The difficult part about getting set up in Korea is the huge deposit required to move in. A place in a good neighborhood is about 10 000 dollars. Where we are now, a foot steps into the countryside is still about 5000 dollars. He helped us find a place that only required 3000 dollars and he convinced the landlord to let us pay it a bit at a time. This month, he even told us that he spoke to the landlord and told her that he thought we’ve had a hard time lately so she said we didn’t have to pay the deposit until next month, just the rent. Basically it means that I just have to send the same amount to Visa instead, but it still lets me breathe easy for this month, and get out of the house on the weekends!

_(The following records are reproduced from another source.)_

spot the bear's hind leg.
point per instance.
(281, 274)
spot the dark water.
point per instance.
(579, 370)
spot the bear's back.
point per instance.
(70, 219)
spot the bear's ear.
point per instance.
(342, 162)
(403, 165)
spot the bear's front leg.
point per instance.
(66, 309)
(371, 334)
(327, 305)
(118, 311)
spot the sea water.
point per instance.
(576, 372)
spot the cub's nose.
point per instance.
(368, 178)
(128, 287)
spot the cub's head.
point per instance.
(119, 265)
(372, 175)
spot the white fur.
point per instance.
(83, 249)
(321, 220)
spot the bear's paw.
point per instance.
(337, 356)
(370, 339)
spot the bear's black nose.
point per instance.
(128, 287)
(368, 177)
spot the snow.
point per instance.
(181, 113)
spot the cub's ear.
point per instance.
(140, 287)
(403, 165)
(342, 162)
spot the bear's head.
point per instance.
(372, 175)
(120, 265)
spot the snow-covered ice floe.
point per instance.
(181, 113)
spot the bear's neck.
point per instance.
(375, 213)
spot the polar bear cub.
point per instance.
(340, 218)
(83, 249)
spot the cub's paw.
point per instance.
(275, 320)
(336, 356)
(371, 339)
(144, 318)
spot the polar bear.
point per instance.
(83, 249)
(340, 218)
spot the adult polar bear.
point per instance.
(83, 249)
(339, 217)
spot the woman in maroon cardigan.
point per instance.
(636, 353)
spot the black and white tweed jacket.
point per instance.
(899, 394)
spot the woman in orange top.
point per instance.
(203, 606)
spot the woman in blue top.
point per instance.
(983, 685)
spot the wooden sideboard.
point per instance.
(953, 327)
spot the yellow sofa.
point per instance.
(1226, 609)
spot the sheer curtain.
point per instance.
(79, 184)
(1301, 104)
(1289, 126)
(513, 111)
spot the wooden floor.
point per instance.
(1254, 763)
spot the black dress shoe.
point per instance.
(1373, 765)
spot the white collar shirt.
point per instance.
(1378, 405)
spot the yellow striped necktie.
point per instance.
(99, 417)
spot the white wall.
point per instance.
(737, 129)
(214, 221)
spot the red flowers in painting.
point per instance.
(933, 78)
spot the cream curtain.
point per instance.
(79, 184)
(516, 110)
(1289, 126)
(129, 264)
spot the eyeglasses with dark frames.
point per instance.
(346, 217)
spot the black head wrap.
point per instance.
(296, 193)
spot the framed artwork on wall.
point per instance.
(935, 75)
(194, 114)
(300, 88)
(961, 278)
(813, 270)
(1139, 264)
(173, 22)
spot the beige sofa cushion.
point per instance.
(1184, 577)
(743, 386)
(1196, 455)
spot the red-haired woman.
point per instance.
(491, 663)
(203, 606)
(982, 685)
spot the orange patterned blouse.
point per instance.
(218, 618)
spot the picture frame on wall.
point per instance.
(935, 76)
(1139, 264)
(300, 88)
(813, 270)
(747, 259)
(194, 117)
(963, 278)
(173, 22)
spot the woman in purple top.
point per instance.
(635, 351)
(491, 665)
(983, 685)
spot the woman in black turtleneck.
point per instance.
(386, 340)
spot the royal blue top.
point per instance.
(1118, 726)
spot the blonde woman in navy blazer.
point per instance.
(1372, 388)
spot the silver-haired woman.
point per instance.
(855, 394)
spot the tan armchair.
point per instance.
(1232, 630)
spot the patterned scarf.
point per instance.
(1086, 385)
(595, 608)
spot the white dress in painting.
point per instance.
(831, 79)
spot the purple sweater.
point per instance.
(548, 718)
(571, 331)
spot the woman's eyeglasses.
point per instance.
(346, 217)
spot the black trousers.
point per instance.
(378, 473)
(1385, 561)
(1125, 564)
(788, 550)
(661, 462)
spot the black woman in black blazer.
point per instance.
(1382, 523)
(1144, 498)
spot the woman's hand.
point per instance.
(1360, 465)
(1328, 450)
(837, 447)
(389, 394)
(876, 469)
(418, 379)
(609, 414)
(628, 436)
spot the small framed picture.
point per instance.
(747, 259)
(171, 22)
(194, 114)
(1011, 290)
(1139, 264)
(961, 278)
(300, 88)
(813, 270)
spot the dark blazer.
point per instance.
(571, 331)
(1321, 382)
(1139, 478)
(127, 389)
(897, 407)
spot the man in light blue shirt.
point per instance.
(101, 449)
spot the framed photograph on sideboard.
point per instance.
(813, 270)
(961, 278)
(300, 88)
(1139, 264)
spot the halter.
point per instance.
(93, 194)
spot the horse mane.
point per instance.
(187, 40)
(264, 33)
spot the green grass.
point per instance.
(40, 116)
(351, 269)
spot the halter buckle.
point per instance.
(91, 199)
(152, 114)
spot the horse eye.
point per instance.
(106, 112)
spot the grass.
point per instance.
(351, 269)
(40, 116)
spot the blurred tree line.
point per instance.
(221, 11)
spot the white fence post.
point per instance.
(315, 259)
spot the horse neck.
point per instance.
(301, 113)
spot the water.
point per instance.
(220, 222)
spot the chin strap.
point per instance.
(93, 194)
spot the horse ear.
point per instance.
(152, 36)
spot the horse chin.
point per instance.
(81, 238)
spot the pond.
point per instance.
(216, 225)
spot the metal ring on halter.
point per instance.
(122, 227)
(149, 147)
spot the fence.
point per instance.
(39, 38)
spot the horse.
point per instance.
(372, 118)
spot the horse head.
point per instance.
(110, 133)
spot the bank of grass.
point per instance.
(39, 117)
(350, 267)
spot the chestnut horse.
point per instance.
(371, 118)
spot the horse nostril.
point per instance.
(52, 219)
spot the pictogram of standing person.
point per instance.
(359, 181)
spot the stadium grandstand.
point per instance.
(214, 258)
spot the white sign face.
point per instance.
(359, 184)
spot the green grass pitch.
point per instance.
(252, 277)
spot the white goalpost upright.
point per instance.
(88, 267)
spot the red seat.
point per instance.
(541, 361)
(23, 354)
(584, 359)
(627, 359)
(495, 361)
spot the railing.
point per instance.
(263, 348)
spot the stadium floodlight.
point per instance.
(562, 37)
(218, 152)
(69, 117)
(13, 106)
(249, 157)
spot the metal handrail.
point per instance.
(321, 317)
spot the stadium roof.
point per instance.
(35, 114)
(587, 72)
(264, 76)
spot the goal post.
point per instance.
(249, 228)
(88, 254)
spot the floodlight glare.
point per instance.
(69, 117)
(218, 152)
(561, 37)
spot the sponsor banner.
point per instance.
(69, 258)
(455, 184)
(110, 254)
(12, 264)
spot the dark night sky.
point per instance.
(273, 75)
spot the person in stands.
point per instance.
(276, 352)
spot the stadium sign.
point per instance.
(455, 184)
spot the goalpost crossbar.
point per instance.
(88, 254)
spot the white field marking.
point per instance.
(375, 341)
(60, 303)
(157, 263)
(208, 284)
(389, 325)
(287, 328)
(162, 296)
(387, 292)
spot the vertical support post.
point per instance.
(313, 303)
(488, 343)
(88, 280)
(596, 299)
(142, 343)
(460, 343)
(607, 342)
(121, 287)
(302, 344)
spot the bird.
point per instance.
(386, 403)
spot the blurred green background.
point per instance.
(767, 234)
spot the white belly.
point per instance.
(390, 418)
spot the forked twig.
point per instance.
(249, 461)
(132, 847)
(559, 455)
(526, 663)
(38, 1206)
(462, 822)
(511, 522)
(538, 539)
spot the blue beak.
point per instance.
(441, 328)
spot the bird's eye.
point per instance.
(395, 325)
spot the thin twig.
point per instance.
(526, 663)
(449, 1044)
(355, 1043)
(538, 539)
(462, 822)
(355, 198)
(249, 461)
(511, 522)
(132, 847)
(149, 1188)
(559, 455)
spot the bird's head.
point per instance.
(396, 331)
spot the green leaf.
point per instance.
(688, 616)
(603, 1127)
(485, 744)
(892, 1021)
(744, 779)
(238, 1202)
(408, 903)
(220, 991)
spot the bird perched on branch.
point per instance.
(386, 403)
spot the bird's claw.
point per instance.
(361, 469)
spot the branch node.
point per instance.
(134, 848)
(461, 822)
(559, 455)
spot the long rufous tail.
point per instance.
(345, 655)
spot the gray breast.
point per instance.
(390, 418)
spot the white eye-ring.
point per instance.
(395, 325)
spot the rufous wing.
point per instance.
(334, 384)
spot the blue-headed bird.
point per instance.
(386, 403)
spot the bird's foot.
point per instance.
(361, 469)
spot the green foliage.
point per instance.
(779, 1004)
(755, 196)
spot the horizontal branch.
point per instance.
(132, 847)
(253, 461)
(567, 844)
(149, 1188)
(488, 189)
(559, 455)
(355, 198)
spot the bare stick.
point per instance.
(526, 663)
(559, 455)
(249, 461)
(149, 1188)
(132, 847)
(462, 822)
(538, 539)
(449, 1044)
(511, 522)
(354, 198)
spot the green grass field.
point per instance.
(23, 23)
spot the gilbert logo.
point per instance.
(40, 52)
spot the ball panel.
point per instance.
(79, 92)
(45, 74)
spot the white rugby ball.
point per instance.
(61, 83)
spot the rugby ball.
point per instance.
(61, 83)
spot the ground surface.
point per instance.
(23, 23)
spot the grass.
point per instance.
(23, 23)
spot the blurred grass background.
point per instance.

When we first dealt with them over the phone, EunBong was certain they must be Buddhist. When we visited their office, she was surprised to see a crucifix hanging above their desk. I have to say, there are many pushy, rather annoying missionaries on the streets here, and there are weekly knocks on the door from people tell you that only they have the “truth” and that you must attend their church. There have also been some disconcerting events in Korea, preachers who burn down temples, or even kill Buddhist with absolutely no feeling that they’ve done anything wrong. EunBong usually gets nervous when I get into debates with the people at the door, she’d prefer I just close the door. Anyway, it’s refreshing to meet people like our real-estate agents, to show us that the foundation of any religion is to be compassionate to others. Unfortunately, our labels tend to get in the way at times.